En réalité, c’était le Foreign Office qui dirigeait les négociations. Si la moindre divergence de vues se produisait à Bangkok, à Paris l’ambassadeur d’Angleterre intervenait près de notre ministre des Affaires étrangères et se plaignait des exigences du plénipotentiaire. Celui-ci ne pouvait même pas correspondre régulièrement avec son gouvernement, les lignes télégraphiques de Saigon et de Maulmein, soi-disant en réparation, ne laissaient pas passer ses télégrammes ; ils devaient emprunter la voie Malte-Singapore avec transbordement sur caboteurs. A mesure que nous faisions des concessions, les prétentions des Siamois s’accroissaient ; un peu plus, ils nous auraient demandé des excuses.

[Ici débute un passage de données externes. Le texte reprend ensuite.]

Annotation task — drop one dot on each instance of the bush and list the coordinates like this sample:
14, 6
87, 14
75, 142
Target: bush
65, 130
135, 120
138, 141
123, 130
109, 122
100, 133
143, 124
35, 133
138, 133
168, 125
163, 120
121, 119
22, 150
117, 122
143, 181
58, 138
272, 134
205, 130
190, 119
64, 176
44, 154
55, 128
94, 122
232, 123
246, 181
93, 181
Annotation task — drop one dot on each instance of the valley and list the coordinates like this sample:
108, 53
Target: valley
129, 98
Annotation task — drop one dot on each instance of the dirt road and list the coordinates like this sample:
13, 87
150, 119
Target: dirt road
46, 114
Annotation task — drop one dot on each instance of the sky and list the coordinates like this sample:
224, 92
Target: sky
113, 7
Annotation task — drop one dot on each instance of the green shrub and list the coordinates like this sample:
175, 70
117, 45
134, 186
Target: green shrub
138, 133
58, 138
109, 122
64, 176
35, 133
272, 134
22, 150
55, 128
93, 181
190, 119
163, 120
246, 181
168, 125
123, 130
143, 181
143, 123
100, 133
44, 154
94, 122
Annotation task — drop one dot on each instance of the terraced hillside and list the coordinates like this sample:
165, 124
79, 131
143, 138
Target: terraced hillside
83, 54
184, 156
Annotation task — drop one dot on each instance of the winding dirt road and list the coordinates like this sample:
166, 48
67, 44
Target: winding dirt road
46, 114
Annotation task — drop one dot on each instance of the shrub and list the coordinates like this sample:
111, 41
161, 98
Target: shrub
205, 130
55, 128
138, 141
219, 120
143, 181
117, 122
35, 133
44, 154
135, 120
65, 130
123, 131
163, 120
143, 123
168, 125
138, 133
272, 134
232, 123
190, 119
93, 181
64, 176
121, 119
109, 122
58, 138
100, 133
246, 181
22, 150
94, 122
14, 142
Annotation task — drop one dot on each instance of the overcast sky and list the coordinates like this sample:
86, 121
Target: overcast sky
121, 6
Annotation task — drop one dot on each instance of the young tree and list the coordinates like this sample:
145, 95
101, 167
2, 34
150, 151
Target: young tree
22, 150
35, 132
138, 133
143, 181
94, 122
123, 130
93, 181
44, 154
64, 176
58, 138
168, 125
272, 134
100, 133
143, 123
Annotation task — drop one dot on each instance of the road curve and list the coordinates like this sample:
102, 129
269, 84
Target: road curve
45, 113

Fatigué de ces lenteurs calculées et de cette mauvaise foi, notre agent se décida, dans l’après-midi du vendredi 29 septembre, à remettre au prince Devawangse le texte définitif, ne varietur, du traité et de la convention annexe, le prévenant que si le dimanche matin, 1er octobre, à neuf heures, l’accord complet n’avait pu se faire, il se verrait dans la nécessité de quitter Bangkok. Le prince demanda une prolongation de délai, invoquant la nécessité de consulter verbalement le roi, retourné à Bang-Païn. C’eût été remettre la décision au Foreign Office, quarante-huit heures suffisant pour l’échange de télégrammes avec Londres. Aussi le plénipotentiaire maintint-il sa déclaration. Malgré les insistances du consul britannique, le capitaine John, et du conseiller belge, M. Rollin-Jacquemin, Sa Majesté comprenant enfin qu’il était impossible d’éluder davantage sans courir une périlleuse aventure, donna à son ministre l’ordre de signer l’instrument de paix, et le dimanche 1er octobre, à neuf heures, les expéditions du traité et de la convention annexe furent échangées entre les deux plénipotentiaires.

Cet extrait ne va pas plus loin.